Era l’inizio degli anni Ottanta e la sezione italiana di Amnesty International stava muovendo i suoi primi passi. Eravamo sconosciuti all’opinione pubblica e guardati con diffidenza da entrambi gli schieramenti politici: criticavamo chiunque, da destra o da sinistra, violasse i diritti umani, senza fare distinzioni, senza guardare in faccia nessuno. Ottenere, all’epoca, un trafiletto nella pagina interna di un quotidiano era, in termini di visibilità, un grande successo.

Fu allora che «il manifesto» diede spazio, in prima pagina, al nostro rapporto sugli arresti del 7 aprile del 1979, riferendo anche della nostra decisione di adottare alcuni degli arrestati come «prigionieri di coscienza». L’editoriale di Rossana Rossanda, intitolato «Brava Amnesty!», rappresentò un segnale, tanto forte quanto inconsueto nel panorama del tempo, di fiducia nei confronti dell’atteggiamento imparziale di Amnesty International.

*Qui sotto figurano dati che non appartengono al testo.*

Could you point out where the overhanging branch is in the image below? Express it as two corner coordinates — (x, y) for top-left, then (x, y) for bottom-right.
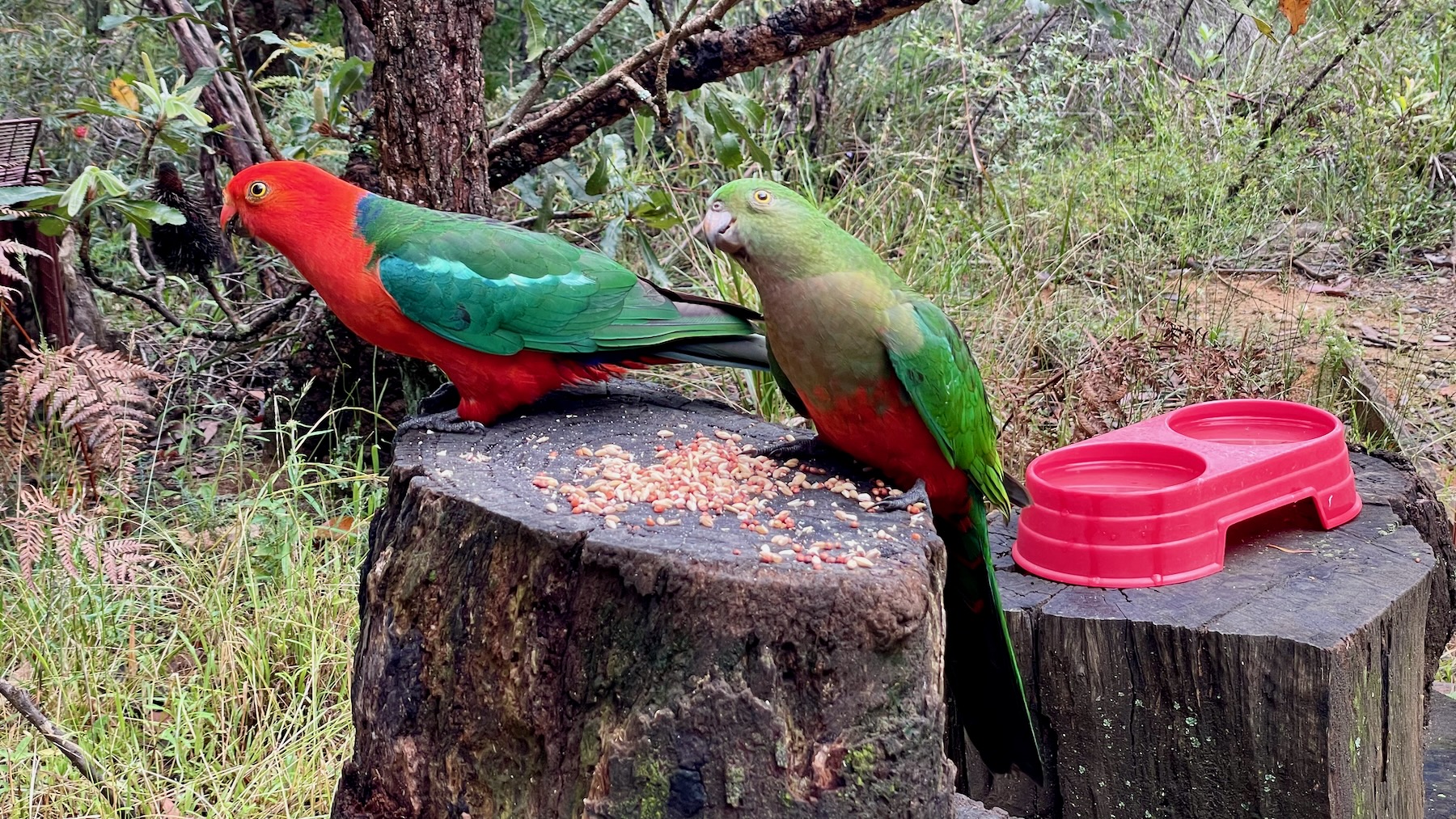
(491, 0), (928, 189)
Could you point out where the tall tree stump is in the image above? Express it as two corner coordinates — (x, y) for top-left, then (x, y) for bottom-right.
(967, 454), (1452, 819)
(333, 382), (952, 819)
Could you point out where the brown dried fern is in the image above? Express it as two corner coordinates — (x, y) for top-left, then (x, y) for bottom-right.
(0, 486), (153, 585)
(0, 340), (162, 496)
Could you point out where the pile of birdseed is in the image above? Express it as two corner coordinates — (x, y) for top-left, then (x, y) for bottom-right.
(531, 429), (921, 569)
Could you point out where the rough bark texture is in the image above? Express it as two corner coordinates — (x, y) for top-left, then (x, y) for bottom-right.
(333, 382), (950, 819)
(147, 0), (268, 173)
(491, 0), (926, 188)
(355, 0), (495, 213)
(968, 454), (1450, 819)
(1425, 694), (1456, 819)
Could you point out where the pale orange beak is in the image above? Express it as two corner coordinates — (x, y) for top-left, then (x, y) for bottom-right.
(217, 191), (237, 234)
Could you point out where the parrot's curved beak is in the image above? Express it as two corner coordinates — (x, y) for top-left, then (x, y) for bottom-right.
(697, 202), (743, 256)
(217, 191), (237, 235)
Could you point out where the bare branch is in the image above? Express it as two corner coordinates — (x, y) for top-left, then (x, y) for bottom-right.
(654, 0), (697, 128)
(222, 0), (282, 158)
(501, 0), (637, 135)
(491, 0), (741, 157)
(0, 677), (118, 806)
(76, 224), (313, 344)
(489, 0), (928, 189)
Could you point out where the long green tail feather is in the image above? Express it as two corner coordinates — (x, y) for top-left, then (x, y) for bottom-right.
(935, 497), (1043, 784)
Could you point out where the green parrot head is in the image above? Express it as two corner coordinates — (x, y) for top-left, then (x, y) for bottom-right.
(699, 179), (834, 268)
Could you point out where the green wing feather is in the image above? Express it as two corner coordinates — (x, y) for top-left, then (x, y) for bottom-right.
(881, 293), (1010, 519)
(355, 195), (754, 355)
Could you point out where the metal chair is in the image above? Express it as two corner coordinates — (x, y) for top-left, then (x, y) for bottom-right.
(0, 116), (55, 188)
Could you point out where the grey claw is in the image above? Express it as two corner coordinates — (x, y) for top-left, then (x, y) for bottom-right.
(870, 479), (930, 512)
(395, 410), (486, 437)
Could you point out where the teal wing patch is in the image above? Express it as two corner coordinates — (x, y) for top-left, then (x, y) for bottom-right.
(355, 196), (753, 355)
(879, 293), (1010, 517)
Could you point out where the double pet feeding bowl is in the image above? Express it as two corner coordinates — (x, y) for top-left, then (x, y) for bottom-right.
(1012, 399), (1360, 588)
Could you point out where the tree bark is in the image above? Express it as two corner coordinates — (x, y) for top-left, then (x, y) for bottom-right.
(355, 0), (495, 213)
(333, 382), (974, 819)
(147, 0), (268, 173)
(491, 0), (928, 189)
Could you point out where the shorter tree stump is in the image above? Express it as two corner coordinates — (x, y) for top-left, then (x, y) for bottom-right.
(958, 454), (1452, 819)
(333, 382), (954, 819)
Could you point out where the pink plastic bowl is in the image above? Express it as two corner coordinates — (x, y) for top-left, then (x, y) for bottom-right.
(1012, 399), (1360, 588)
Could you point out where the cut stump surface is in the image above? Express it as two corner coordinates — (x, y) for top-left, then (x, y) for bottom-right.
(333, 381), (952, 819)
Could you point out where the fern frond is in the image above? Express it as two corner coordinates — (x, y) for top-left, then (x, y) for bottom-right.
(0, 342), (162, 490)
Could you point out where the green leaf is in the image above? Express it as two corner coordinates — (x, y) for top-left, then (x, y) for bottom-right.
(713, 131), (743, 167)
(62, 98), (142, 122)
(632, 226), (673, 288)
(0, 185), (61, 208)
(632, 113), (657, 156)
(521, 0), (546, 62)
(175, 65), (217, 102)
(55, 164), (100, 217)
(1229, 0), (1278, 42)
(600, 217), (628, 259)
(586, 156), (608, 196)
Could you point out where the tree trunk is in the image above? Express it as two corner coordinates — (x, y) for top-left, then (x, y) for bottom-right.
(952, 454), (1452, 819)
(333, 382), (974, 819)
(357, 0), (495, 213)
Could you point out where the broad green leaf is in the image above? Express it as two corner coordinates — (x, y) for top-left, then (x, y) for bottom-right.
(586, 156), (610, 196)
(176, 65), (217, 95)
(521, 0), (546, 62)
(632, 226), (673, 288)
(632, 113), (657, 156)
(600, 217), (626, 259)
(0, 185), (62, 208)
(76, 98), (142, 122)
(109, 200), (186, 235)
(1229, 0), (1278, 42)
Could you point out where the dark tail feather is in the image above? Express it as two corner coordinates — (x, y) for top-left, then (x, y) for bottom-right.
(652, 333), (768, 371)
(1001, 473), (1031, 509)
(935, 497), (1043, 784)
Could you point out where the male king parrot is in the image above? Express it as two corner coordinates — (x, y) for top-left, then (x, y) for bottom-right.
(222, 162), (768, 431)
(700, 179), (1041, 783)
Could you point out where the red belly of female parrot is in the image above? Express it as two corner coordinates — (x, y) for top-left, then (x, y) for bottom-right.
(799, 381), (970, 515)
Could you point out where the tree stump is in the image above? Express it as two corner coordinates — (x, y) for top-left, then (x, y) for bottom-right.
(333, 381), (952, 819)
(967, 454), (1452, 819)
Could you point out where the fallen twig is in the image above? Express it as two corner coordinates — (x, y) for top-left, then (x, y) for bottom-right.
(0, 677), (120, 808)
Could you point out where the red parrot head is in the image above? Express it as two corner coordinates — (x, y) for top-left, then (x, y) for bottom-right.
(220, 160), (366, 257)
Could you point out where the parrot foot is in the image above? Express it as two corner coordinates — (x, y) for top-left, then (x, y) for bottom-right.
(870, 479), (930, 512)
(395, 409), (485, 438)
(757, 437), (828, 464)
(419, 381), (460, 415)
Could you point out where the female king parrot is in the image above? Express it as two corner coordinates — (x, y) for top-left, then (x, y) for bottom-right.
(700, 179), (1041, 783)
(222, 162), (768, 431)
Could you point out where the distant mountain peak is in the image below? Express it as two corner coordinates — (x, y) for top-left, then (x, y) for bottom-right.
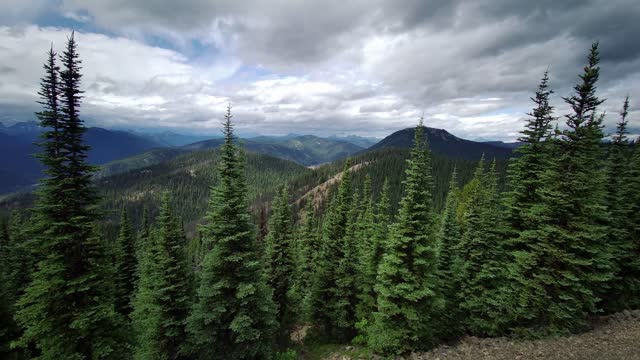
(369, 127), (512, 160)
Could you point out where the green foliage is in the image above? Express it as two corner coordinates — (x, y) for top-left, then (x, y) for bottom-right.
(131, 194), (192, 359)
(368, 121), (442, 354)
(187, 107), (276, 359)
(504, 71), (555, 239)
(311, 161), (355, 339)
(356, 177), (389, 343)
(16, 35), (127, 359)
(614, 144), (640, 309)
(453, 158), (508, 335)
(513, 44), (612, 333)
(115, 209), (138, 317)
(265, 185), (295, 347)
(294, 199), (320, 321)
(604, 96), (640, 312)
(438, 168), (461, 337)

Da allora, «il manifesto» ha sempre mostrato attenzione e rispetto per le nostre denunce, anche quando le sue posizioni non coincidevano con le nostre. In particolare, ha riservato un’attenzione costante al problema dei diritti umani in Italia, informando su questioni scomode, adottando posizioni non conformiste e non compromissorie rispetto alle asserite esigenze di «voltare pagina» o di «mettere una pietra sopra». Spero sinceramente che la voce libera, fuori dal coro, del manifesto possa continuare, anche nel 2014, a dare il suo contributo prezioso alle battaglie per la libertà, la giustizia e i diritti umani, ovunque nel mondo.